Chetty Receives John Bates Clark Medal
NBER Research Associate Raj Chetty received the American Economics Association's John Bates Clark Medal for 2013. This annual award recognizes the American economist under the age of 40 who has made the most substantial contribution to economic thought and knowledge. This year's prize highlights Chetty's research contributions in public economics and the economics of education. It calls attention to his work on the role of tax salience, his analysis of how various types of adjustment costs affect behavioral responses to taxation, and his research using administrative record databases to estimate key parameters that bear on the design of social insurance and educational programs.
Chetty is a Professor of Economics at Harvard University and one of the co-directors of the NBER's Public Economics Program. He is also a member of the NBER's Programs on Aging and Economic Fluctuations and Growth. He received his B.A. in 2000 and his Ph.D. in 2003 from Harvard University.

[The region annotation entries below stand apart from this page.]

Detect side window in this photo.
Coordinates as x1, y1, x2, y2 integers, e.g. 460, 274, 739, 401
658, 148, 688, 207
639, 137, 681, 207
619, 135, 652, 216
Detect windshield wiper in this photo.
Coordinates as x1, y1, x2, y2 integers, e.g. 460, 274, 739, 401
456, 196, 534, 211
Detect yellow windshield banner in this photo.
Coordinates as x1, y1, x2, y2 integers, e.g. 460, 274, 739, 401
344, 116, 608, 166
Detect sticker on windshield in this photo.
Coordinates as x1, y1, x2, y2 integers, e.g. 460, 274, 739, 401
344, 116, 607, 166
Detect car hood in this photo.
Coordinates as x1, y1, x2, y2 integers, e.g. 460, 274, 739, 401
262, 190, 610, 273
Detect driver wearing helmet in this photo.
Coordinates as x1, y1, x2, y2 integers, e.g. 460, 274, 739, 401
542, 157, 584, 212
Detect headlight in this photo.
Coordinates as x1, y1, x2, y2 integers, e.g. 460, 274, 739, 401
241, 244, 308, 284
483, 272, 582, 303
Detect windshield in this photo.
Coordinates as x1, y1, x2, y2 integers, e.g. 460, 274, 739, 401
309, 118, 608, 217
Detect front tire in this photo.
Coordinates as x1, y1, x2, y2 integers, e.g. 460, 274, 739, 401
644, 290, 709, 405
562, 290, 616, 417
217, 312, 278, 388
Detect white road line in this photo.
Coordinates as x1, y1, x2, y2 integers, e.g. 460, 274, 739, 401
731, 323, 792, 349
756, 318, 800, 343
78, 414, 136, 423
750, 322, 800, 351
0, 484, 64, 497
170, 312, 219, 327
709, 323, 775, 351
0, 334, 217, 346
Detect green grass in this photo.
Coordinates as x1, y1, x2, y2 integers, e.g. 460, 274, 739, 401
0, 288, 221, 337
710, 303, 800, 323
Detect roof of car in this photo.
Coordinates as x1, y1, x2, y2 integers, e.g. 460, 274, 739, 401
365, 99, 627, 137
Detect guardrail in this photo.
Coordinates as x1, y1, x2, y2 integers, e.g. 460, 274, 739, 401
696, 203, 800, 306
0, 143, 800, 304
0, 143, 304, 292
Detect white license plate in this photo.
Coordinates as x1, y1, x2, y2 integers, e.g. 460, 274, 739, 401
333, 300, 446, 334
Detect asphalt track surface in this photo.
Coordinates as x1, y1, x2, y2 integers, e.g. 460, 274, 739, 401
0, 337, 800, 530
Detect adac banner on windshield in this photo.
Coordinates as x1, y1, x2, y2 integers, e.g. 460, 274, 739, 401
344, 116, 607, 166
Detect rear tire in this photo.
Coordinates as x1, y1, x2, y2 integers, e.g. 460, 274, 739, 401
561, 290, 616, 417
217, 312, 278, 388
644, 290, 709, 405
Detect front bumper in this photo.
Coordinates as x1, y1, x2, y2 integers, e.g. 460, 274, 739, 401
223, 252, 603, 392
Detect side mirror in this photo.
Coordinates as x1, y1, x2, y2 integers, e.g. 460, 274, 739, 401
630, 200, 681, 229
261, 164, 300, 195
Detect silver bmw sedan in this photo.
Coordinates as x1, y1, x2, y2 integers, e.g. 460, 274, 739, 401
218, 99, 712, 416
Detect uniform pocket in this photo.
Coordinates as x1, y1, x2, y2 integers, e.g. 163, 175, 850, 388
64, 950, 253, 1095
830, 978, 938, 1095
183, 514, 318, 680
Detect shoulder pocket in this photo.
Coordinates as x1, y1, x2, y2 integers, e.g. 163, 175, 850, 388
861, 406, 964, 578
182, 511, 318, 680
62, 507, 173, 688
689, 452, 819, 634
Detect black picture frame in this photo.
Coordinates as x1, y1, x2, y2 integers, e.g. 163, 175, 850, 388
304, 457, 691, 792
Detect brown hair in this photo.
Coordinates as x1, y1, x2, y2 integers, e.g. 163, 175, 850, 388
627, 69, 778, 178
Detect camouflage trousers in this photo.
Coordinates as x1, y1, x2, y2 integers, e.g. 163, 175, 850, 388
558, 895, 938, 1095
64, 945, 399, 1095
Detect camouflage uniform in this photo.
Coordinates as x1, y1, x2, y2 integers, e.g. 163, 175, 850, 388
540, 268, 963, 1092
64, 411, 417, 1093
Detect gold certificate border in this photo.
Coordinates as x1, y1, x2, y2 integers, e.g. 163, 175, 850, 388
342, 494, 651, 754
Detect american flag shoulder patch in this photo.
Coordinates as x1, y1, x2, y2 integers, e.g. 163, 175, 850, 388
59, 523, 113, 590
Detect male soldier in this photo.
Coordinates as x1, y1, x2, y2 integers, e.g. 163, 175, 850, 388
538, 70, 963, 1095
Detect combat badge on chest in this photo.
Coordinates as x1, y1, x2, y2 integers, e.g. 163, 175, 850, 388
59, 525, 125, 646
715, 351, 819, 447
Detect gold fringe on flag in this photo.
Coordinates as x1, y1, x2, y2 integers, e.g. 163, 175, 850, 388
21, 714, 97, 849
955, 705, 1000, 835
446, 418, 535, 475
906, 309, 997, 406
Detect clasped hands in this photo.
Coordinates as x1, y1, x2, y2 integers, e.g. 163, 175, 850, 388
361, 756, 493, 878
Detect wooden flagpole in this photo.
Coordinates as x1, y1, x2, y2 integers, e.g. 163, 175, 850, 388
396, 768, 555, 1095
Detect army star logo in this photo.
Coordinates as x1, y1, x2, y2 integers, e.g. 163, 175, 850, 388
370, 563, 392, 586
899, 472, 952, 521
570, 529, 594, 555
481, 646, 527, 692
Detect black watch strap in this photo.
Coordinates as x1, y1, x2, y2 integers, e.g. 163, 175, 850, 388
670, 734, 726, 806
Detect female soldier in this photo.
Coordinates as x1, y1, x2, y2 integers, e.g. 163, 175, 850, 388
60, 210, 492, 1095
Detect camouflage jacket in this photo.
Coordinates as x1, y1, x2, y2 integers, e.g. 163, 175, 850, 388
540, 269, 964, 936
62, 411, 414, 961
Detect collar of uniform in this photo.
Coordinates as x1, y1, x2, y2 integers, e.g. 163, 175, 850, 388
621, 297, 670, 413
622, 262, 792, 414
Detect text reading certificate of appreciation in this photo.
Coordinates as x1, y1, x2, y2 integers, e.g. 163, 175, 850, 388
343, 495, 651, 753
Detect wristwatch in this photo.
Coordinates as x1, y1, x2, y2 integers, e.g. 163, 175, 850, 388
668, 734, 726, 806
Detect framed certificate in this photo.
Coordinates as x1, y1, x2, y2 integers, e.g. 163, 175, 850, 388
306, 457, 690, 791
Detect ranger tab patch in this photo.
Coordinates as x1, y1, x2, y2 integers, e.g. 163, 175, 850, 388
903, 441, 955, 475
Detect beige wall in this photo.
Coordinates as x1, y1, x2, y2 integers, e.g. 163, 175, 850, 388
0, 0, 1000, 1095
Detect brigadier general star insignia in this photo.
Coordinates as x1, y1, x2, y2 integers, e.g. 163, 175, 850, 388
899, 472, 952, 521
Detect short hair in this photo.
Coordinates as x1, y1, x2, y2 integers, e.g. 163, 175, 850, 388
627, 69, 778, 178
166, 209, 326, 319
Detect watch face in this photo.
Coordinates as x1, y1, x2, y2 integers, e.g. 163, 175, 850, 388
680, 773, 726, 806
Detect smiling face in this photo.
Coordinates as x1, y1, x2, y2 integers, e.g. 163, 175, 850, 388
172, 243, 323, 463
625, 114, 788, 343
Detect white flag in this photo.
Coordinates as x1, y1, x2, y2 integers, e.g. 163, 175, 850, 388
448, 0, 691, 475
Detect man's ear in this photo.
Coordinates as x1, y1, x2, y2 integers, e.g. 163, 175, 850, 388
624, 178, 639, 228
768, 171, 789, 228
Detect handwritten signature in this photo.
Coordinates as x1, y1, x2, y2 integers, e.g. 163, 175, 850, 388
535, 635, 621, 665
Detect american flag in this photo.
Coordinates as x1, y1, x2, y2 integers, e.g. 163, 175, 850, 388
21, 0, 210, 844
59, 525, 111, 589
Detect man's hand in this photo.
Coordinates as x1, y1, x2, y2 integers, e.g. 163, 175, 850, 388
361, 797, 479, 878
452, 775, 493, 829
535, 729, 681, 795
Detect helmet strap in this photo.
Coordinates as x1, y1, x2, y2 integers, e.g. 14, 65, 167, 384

Other current NBER Research Associates who have received the Clark Medal include Daniel McFadden, Martin S. Feldstein, Joseph E. Stiglitz, James J. Heckman, Jerry A. Hausman, Sanford J. Grossman, Paul R. Krugman, Lawrence H. Summers, David Card, Kevin M. Murphy, Andrei Shleifer, Steven Levitt, Daron Acemoğlu, Susan C. Athey, Emmanuel Saez, Esther Duflo, Jonathan Levin, and Amy Finkelstein. Gary Becker, who was an NBER affiliate from 1957 until 1979, also received the Clark Medal, as did the late Milton Friedman and Zvi Griliches, both of whom were NBER affiliates.